I have to change my ratio and am unwilling to add lead to tongue to get proper. and yes-my trailer is flat/level when towing.
Hi… everything Bigbill wrote above is true. Why don't you measure the tongue weight and that will tell you where you're at with balance. You say that the trailer/tow vehicle are level when coupled. It doesn't sound like it is. How are you measuring that? Has your trailer been modified in some way? For instance does it have larger or added fresh water or waste tanks? I ask because you quote your guessed weight of the trailer as "wet". We know little about your trailer or tow vehicle. From what I can gather from your post, your trailer is relatively light and your tow vehicle sounds as if it can pull quite a bit, but that doesn't guarantee a wag free ride. It really does sound like your trailer is back heavy and pulling up at the coupling. Measure your tongue weight and reconsider and redistribute your load in the trailer if possible. Or just do the latter and take it for a series of test drives to see what helps. If the trailer is just inherently unbalanced, consider a weight distributing and anti sway hitch. I use the Andersen, which is of a very unique design and easy to use. It's awesome for dampening sway and will definitely redistribute some of the weight issues you're having. Let us know what you find from your weighing and testing.

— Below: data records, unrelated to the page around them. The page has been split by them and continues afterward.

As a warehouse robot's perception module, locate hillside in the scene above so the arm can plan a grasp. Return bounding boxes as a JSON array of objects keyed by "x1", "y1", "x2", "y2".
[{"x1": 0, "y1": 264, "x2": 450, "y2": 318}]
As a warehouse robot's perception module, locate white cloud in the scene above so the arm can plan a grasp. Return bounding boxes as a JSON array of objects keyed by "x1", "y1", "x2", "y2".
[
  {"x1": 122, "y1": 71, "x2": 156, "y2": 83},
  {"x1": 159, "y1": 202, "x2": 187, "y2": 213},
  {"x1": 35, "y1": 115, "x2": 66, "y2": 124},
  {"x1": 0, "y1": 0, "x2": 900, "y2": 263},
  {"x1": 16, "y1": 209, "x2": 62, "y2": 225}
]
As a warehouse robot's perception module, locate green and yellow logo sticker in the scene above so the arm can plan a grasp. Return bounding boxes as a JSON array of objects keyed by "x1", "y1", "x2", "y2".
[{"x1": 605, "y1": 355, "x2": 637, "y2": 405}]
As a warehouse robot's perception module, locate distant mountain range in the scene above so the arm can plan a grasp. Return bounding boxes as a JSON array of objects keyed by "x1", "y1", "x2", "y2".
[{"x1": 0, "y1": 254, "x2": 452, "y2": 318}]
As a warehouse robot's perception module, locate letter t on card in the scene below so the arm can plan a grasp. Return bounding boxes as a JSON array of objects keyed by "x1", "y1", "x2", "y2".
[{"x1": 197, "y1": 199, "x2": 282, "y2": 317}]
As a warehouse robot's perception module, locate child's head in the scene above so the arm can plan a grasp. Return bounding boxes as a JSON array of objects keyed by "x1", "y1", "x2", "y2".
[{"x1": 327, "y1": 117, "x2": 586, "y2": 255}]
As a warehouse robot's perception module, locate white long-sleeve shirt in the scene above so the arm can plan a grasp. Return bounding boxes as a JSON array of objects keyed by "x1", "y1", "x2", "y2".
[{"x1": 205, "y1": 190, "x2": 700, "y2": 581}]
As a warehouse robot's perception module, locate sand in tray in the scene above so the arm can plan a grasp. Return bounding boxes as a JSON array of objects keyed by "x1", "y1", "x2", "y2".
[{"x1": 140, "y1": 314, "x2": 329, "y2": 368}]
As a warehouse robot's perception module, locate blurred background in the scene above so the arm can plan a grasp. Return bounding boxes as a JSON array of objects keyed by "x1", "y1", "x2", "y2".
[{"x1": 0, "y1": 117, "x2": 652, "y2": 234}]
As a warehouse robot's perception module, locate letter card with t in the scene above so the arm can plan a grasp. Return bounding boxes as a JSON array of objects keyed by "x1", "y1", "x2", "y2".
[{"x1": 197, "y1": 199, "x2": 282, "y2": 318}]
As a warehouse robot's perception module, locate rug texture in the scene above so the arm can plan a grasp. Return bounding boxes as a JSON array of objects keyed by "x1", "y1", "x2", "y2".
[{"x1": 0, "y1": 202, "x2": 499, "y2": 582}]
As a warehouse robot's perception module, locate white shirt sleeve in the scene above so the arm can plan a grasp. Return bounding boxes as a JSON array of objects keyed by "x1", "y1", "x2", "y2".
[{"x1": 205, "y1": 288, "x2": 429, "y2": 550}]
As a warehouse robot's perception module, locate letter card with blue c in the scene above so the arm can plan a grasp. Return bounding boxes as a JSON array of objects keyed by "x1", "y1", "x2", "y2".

I would say tongue weight and tires are the two biggest problems that cause sway. A very heavy tow vehicle can help reduce how much the driver feels it but the problem still exists. Small trailers are typically worse about sway, so even though you have towed bigger they all have different "personalities" when towing.
I have found I have to consciously load everything but blankets in front of the axle on our 19' Shasta Deluxe or it will have a little sway. My truck weighs over 8,000 pounds so I don't feel it, but I can see it and if anything, like a passing semi, caused it to exaggerate it could be really bad. That's with trailer rated tires and proper inflation.